O que é o ECA Digital?
O Estatuto Digital da Criança e do Adolescente é uma legislação complementar ao ECA original, de 1990, que atualiza a proteção de menores para o contexto da internet. A lei foi aprovada pelo Congresso Nacional após três anos de discussões e sancionada em setembro de 2025. Em março de 2026, o presidente Lula assinou três decretos que regulamentam a lei, criam o Centro Nacional de Proteção à Criança e ao Adolescente (vinculado à Polícia Federal) e estruturam a Agência Nacional de Proteção de Dados (ANPD) para fiscalizar o cumprimento das novas regras.
O ECA Digital estabelece obrigações para aplicativos, jogos, redes sociais e qualquer fornecedor de produtos ou serviços digitais que atue no país. A ideia central é criar uma responsabilidade compartilhada entre empresas de tecnologia, famílias e o Estado.
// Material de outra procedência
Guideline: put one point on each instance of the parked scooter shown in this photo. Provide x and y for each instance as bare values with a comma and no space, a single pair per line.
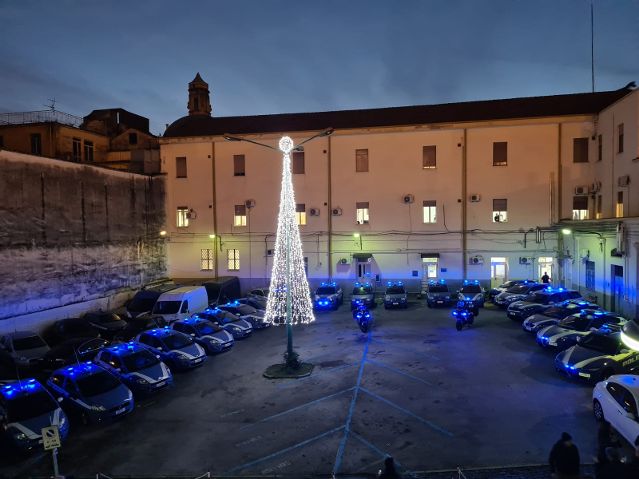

As plataformas deixam de ser meras intermediárias e passam a ter deveres concretos quanto à segurança de menores no ambiente online.
Contas vinculadas aos responsáveis legais
Uma das mudanças mais significativas do ECA Digital diz respeito à criação e gestão de contas de menores. As plataformas agora precisam vincular as contas de crianças e adolescentes aos seus responsáveis legais. Isso significa que pais e tutores terão acesso a ferramentas de supervisão da navegação, oferecidas pelas próprias redes e aplicativos, de forma intuitiva e transparente.
O objetivo não é espionar, mas devolver aos responsáveis a capacidade de orientar a experiência digital dos filhos. Até então, muitas crianças criavam perfis sozinhas, sem qualquer supervisão ou conhecimento da família. Com a nova legislação, a plataforma é obrigada a fornecer o suporte tecnológico necessário para que esse acompanhamento aconteça de verdade.
Fim da autodeclaração de idade
Quem nunca viu aquele botão “Tenho 18 anos” que qualquer criança de 10 anos clica sem pensar duas vezes? Esse mecanismo, baseado apenas na autodeclaração, está com os dias contados. O ECA Digital exige que as empresas adotem gradativamente sistemas confiáveis de verificação de idade, substituindo a simples declaração por alternativas que realmente identifiquem se o usuário é menor.
A ANPD ficará responsável por emitir orientações sobre quais mecanismos de aferição de idade serão aceitos. Um ponto importante é que a lei e o decreto regulamentador trazem dispositivos para proteger a privacidade e os dados pessoais. Ou seja, a verificação de idade deve coletar apenas o estritamente necessário para confirmar a faixa etária, sem violar a Lei Geral de Proteção de Dados (LGPD).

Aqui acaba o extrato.